Kardinal-Frings-Brücke für Schwerlasttransport dicht: Umleitung über Flehe Marode Rheinbrücken: Wie lange noch, bis der Verkehr zusammenbricht?

Neuss · „Eine verkehrstechnische Katastrophe“, sagt der Neusser Spediteur Mike Heeb, ein „Fiasko“ nennt es Jürgen Steinmetz, Hauptgeschäftsführer der Industrie- und Handelskammer (IHK) Mittlerer Niederrhein: Seit vergangener Woche dürfen Lkw über 7,5 Tonnen die Josef-Kardinal-Frings-Brücke nicht mehr überqueren, zuvor lag die Grenze bei 30 Tonnen. Das bedeutet für den Schwerlastverkehr über den Rhein erneut, Umleitungen in Kauf nehmen zu müssen, um die Lieferketten zwischen Düsseldorf und Neuss aufrecht zu erhalten.

Die Josef-Kardinal-Frings-Brücke (auch Südbrücke genannt) ist marode. Seit vergangener Woche darf Schwerlastverkehr sie nicht mehr befahren. Die Umleitung führt über die ebenfalls marode Fleher Brücke.
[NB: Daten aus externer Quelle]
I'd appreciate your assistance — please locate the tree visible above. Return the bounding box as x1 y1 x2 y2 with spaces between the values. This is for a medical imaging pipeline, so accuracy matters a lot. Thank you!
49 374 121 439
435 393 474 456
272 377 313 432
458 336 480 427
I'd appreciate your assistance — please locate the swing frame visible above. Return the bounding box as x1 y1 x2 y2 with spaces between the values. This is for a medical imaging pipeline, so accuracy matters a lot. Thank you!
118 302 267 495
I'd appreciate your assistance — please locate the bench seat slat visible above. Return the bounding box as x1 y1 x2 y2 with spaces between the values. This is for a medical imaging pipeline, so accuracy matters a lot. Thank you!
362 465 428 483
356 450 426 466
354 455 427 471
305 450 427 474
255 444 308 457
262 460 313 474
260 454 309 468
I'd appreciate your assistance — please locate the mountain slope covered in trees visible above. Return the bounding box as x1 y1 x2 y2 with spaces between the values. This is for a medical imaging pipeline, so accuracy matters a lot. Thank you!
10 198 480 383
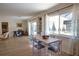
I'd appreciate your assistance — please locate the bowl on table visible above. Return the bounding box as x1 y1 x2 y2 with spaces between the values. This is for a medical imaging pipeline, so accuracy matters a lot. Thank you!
42 35 49 39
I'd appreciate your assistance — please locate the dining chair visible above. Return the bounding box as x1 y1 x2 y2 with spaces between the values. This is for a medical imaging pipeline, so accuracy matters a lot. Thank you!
48 40 62 56
32 38 46 56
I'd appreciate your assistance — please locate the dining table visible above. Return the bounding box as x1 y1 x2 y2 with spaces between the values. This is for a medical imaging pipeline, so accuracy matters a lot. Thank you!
33 35 62 55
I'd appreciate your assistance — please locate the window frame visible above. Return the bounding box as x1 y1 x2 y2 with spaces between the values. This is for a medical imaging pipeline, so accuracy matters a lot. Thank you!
46 6 76 37
59 12 73 36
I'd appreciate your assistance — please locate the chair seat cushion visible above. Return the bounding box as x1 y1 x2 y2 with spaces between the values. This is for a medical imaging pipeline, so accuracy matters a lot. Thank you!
34 44 45 49
48 45 59 53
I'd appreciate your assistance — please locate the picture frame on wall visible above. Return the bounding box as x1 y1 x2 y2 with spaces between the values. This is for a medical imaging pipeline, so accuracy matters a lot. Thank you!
17 23 22 27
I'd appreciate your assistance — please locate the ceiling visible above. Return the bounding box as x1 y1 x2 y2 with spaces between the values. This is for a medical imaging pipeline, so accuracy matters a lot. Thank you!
0 3 57 16
0 3 73 20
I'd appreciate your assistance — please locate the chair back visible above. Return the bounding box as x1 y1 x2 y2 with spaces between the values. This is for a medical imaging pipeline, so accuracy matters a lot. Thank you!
48 41 62 52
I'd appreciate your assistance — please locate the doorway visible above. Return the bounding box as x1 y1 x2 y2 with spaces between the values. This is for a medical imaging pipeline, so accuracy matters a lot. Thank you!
1 22 8 34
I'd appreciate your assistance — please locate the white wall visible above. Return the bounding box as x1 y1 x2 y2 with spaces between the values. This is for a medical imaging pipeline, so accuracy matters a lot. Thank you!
0 16 25 37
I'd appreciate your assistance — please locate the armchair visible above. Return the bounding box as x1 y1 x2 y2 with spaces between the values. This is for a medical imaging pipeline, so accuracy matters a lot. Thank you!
0 32 9 40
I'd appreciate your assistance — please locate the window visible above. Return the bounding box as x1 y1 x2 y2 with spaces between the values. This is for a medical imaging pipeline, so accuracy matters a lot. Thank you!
46 15 59 35
28 22 37 35
32 22 37 35
46 7 74 36
60 12 73 35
Foto: Kurier Verlag GmbH/Hanna Glinski

„Der Rhein ist unsere Lebensader, deshalb ist eine voll funktionsfähige, schwerlastfähige Brücke für den Hafenstandort Neuss Düsseldorf unerlässlich“, begründet Steinmetz seine Forderung nach einer schnellen und pragmatischen Lösungsfindung.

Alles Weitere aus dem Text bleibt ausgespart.